Twenty seven years ago today I took a walk around Lake Monona, along with about 30 other people including John Kyle, who was then Missions Director of InterVarsity Christian Fellowship. It was called The Walk for Hidden Peoples. The goal was to develop momentum around the idea of reaching all of the peoples of the world with the gospel message by the year 2,000 and fulfilling The Great Commission.
There were other similar events around the country, including a walk around the Rose Bowl with 500 participants. Pastors Jack Hayford and Paul Cedar welcomed the Run Across America team which had just completed a 3500-mile journey across the U.S. with the same goal in mind.

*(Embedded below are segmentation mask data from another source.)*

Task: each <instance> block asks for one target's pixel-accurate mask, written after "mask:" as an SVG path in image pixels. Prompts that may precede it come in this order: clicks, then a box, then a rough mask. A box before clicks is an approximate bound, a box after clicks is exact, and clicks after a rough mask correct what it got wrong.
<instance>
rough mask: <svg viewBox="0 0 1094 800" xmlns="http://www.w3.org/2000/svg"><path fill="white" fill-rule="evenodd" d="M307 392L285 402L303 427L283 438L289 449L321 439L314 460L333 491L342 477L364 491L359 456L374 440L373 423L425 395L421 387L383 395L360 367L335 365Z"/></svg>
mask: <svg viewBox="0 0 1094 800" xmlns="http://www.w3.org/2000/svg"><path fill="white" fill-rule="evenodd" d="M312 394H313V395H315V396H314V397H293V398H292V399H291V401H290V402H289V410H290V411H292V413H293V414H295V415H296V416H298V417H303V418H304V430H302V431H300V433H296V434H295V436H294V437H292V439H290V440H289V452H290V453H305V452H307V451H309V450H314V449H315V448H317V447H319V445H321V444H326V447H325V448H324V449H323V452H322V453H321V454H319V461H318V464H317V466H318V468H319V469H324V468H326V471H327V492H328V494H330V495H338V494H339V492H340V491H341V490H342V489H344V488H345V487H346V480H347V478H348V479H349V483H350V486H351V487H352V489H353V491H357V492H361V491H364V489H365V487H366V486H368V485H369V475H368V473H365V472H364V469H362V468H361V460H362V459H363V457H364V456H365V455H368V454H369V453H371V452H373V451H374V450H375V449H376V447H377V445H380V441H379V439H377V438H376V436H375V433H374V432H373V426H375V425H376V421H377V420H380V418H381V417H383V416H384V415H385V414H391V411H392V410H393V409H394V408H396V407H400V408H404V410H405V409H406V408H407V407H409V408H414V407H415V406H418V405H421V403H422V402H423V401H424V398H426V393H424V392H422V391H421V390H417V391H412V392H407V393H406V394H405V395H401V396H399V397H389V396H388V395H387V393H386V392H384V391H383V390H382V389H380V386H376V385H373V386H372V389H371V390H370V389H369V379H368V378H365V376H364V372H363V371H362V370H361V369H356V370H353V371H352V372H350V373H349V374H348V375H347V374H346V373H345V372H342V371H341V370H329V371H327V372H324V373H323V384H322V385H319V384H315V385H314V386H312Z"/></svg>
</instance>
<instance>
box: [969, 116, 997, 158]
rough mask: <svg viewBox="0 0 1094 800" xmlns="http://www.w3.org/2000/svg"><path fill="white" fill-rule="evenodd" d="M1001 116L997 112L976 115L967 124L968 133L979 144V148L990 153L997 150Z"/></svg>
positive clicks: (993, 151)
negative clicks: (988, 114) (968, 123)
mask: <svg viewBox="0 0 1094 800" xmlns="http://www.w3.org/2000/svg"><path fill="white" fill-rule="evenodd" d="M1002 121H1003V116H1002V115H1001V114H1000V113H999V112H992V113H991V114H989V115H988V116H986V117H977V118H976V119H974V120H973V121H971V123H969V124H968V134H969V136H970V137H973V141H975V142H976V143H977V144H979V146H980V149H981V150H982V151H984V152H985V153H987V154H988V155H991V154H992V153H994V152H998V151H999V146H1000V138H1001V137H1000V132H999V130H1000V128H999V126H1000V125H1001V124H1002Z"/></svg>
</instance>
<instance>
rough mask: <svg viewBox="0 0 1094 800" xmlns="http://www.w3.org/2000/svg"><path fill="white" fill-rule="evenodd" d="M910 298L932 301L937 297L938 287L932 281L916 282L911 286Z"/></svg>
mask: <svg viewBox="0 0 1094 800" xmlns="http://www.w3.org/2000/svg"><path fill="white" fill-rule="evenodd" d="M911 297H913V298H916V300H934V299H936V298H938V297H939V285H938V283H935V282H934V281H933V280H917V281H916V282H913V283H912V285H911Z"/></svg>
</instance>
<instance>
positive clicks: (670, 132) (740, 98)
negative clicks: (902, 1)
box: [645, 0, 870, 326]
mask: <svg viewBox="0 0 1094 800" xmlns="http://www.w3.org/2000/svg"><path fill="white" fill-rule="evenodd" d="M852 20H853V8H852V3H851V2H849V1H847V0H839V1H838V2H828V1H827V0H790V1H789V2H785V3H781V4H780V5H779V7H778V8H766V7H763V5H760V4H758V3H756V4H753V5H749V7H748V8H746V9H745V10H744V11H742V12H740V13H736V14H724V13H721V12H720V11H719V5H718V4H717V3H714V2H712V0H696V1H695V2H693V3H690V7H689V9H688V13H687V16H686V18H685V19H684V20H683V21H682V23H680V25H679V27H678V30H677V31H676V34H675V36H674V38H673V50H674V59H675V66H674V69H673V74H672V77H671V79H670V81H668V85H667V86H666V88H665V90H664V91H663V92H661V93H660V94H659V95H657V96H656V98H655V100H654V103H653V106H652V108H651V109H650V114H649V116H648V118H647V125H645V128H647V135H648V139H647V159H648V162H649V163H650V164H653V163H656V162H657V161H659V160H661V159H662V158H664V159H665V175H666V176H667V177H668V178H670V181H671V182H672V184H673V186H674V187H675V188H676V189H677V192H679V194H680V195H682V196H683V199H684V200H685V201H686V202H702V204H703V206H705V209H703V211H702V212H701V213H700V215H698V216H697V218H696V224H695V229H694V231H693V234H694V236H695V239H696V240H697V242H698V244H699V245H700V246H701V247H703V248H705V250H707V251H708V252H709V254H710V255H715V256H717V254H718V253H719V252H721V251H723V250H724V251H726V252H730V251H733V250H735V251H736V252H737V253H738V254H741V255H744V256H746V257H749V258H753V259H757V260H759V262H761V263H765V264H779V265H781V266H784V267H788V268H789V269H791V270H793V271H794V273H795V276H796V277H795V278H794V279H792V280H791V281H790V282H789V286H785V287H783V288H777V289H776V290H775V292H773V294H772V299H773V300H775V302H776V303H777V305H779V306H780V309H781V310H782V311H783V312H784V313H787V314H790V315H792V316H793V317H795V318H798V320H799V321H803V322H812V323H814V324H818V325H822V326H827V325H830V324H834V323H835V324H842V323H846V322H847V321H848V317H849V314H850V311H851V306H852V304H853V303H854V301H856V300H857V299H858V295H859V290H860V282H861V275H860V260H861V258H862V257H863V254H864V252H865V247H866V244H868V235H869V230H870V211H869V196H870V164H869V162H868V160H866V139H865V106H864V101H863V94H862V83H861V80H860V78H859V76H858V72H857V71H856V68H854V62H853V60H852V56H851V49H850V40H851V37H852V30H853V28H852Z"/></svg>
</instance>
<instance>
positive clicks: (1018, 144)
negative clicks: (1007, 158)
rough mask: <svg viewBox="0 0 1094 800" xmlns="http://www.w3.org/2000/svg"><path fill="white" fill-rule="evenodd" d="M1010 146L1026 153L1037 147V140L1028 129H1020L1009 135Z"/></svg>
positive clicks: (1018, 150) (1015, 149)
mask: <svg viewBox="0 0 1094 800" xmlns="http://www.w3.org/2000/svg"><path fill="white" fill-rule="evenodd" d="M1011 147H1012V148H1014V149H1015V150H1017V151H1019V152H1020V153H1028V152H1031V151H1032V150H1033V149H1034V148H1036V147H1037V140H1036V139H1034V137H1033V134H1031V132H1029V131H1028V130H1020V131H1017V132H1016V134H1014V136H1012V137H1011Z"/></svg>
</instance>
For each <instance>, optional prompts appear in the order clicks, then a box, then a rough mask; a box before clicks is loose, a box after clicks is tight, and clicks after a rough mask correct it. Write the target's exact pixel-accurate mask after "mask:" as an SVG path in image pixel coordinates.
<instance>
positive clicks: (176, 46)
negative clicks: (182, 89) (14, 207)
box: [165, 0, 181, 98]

Back then, placing a time limit on fulfilling the Great Commission was an idea that was just starting to gain popularity. Now, looking back from the other side of A.D. 2000, it’s plain the Great Commission has still not been fulfilled. But it’s not for lack of effort. Thousands of organizations in the U.S. and abroad are deployed with a great variety of tools, sharing the gospel message in many different ways.
Yesterday I heard a woman–from a Central Asian country that cannot be named in order to protect her safety–talk about how she shares the gospel message with students at a university. A lot of time is spent having tea with the parents of the students to get their assent for their children to be involved in her activities. That’s not exactly how student ministry is done in the U.S. but the goal is the same, lives transformed by the work of the Holy Spirt.
Where do you go to find out how far along we are in fulfilling the Great Commission? The best place to find the global perspective on how God is at work in the world is InterVarsity’s Urbana Student Missions Conference. The next one is coming up this December 27-31 in St. Louis. Students–and older people as well–who want what they do to matter on a broader scale, will be at Urbana. As a friend of mine says, “It’s like making a down payment on a life of significance.”